Sorry, Your Internet Connection Is Slow

How fast is your Internet connection? The days of 56K modems are — thankfully — long gone for most of us. But before you get too smug with your gigabit fiber connection, have a look at what researchers from the Network Research Institute in Japan have accomplished. Using a standard diameter fiber, they’ve moved data at a rate of 1 petabit per second.

The standard fiber has four spatial channels in one cladding. Using wavelength division multiplexing, the researchers deployed a total of 801 channels with a bandwidth over 20 THz. The fiber distance was over 50 km, so this wasn’t just from one side of a lab to another. Well if you look at the pictures perhaps it was, but with big spools of fiber between the two lab benches. The project uses three distinct bands for data transmission with 335 channels in the S-band, 200 channels in the C-band, and 266 channels in the L-band.

To put this into perspective, a petabit — in theory — could carry a million gigabit Ethernet connections if you ignore overhead and other losses. But even if that’s off by a factor of 10 it is still impressive. We can’t imagine this will be in people’s homes anytime soon but it is easy to see the use for major backhaul networks that carry lots of traffic.

We are still amazed that we’ve gone from ALOHA to 2.5-gigabit connections. Although the Raspberry Pi can’t handle even a fraction of the bandwidth, you can fit it with a 10-gigabit network card.

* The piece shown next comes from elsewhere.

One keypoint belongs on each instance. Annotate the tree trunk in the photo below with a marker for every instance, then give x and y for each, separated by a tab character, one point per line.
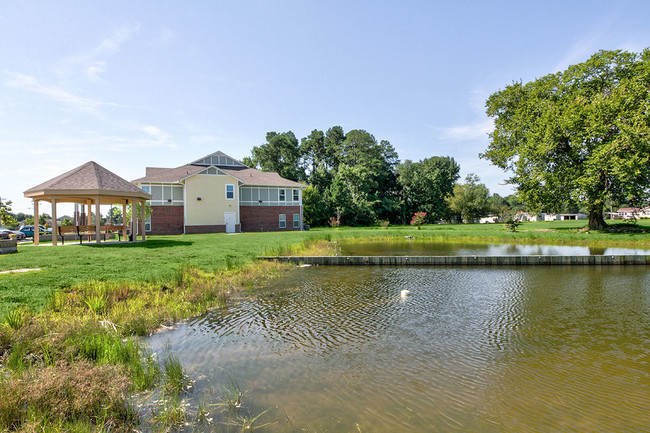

27 thoughts on “Sorry, Your Internet Connection Is Slow

  1. It is also really surprising how much throughput you can get with off the shelf DWDM transceivers running multiple colors on conventional single mode fiber. The Raman pumps were probably because of the distance. None of this is done on a budget. Next issue is finding a switch with fabric that supports that kind of speed.

    1. So I back of the enveloped it, annnnd I’m getting figures over 100 petabits per second for a large station wagon stuffed with micro SD cards over 50km….

  2. With that bandwidth and a fast computer and of course youtube having the X100 speed you could be strapped into a chair and forced every youtube video ever made in like 24 hours. You would either go insane or be the smartest puppy on the planet.

  3. “The days of 56K modems are — thankfully — long gone for most of us”
    Although we do miss times when websites were compact and adverts were less invasive. Or at least some of us do.